For a while she was laying her eggs in the salvaged-barn chicken coop we built. We always left one or two eggs in there so she would keep laying in that spot and we could eat her eggs. Guinea eggs are pretty tasty. Very rich, lots of yolk.
One day a few weeks ago she figured out our game and said to hell with laying eggs in the coop. She was gonna find another spot. After all, her and Guinea Cent wanted to start a family. That’s cool with us, so we didn’t bother to hunt down her nesting spot. Eventually we figured she’d get broody and we’d see where she’d been hiding them.
While she's laying the eggs you would never know where they were. She would sneak off during the day, lay an egg, and then go right back out to foraging. Pretty soon there's a ton of them. When she's getting broody she sits on the nest day and night, only taking short breaks to eat and drink every now and then. After a few weeks, if she’s been a good mother, her eggs should hatch. Then there will be a bunch of little guinea keets running around chasing her everywhere. That would be awesome.
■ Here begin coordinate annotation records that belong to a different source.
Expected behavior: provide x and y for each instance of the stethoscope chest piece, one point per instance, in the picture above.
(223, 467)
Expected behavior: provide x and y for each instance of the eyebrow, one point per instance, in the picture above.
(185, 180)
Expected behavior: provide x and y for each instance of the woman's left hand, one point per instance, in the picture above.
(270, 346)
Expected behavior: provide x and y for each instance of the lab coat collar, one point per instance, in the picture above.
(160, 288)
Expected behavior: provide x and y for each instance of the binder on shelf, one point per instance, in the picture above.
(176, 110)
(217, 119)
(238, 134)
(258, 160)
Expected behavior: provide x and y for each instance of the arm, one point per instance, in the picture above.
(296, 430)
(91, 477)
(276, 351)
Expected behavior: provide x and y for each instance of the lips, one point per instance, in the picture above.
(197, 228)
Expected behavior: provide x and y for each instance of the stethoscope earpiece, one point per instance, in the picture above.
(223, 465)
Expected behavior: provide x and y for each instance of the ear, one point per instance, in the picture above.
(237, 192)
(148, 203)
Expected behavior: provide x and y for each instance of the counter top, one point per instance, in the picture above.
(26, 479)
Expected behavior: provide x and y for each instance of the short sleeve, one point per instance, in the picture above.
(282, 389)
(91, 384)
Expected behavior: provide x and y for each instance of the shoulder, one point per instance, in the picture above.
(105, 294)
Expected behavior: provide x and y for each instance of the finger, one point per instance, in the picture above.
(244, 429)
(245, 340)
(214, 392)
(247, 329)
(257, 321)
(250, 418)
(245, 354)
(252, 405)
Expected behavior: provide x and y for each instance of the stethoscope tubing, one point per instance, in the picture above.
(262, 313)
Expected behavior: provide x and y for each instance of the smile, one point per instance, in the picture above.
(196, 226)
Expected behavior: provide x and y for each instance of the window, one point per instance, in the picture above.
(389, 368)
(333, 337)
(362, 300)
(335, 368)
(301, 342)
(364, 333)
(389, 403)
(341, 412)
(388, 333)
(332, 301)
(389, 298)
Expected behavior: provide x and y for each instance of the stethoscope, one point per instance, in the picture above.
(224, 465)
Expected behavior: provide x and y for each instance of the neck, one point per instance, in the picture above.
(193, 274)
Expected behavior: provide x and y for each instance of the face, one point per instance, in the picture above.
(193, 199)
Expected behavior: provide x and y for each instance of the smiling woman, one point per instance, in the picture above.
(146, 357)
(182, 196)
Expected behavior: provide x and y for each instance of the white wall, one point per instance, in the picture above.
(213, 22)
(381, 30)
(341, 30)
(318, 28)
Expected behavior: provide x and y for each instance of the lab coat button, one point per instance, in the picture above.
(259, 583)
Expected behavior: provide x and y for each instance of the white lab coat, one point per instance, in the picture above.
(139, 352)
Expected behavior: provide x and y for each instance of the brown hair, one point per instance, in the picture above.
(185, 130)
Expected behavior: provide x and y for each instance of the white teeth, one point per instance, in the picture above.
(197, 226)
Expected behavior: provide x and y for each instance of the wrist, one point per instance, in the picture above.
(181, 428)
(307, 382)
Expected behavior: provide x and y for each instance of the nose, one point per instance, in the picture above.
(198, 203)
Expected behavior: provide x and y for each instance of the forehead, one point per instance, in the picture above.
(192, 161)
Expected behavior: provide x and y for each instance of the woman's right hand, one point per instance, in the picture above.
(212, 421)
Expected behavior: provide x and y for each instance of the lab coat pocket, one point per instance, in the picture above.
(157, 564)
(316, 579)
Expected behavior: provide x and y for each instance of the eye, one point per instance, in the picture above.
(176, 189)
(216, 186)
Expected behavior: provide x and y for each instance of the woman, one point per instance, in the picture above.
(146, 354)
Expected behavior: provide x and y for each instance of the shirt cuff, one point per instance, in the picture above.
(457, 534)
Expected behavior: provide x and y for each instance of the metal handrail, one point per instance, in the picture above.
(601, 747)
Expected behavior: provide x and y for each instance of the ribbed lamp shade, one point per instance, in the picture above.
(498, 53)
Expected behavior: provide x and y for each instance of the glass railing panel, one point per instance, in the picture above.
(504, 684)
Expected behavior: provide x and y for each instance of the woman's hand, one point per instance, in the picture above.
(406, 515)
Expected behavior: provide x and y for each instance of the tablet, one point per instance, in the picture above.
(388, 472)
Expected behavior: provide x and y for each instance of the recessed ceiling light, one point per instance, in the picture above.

We’re debating whether to raise the keets for her (i.e. save them from hawks and snakes), or just see what happens and hope that some survive. Guineas aren’t known for being great mothers, so it's a tough call. Assuming she successfully hatches her clutch, what do you think we should do?
On the flip-side of our exciting maternity ward is the sad death of a guinea hen. So goes the farm. Some days bring new life, others see it slip away. I let all the birds out of the coop each morning and one day last week Guinea Cent was the only guinea to emerge. Typically, three would come running out. Right now one is getting broody, so that means two should run out. I opened up the big door to see what the deal was and there she lay, dead on the floor.
We recently switched feed so we think it may have upset her stomach. The guineas don’t eat too much feed anyway, so we didn’t think much of it. They are voracious foragers. She had a yellow mass of what looked like intestines or backed up feces in her rear. No other signs of illness. In fact, she was the biggest and by far the healthiest of all the guineas. We had raised her since she was 3 weeks old. It’s always sad when an animal passes under your watch. We’ll miss her.
But we look forward to our new little babies that might hatch out in a few weeks. The circle of life goes on.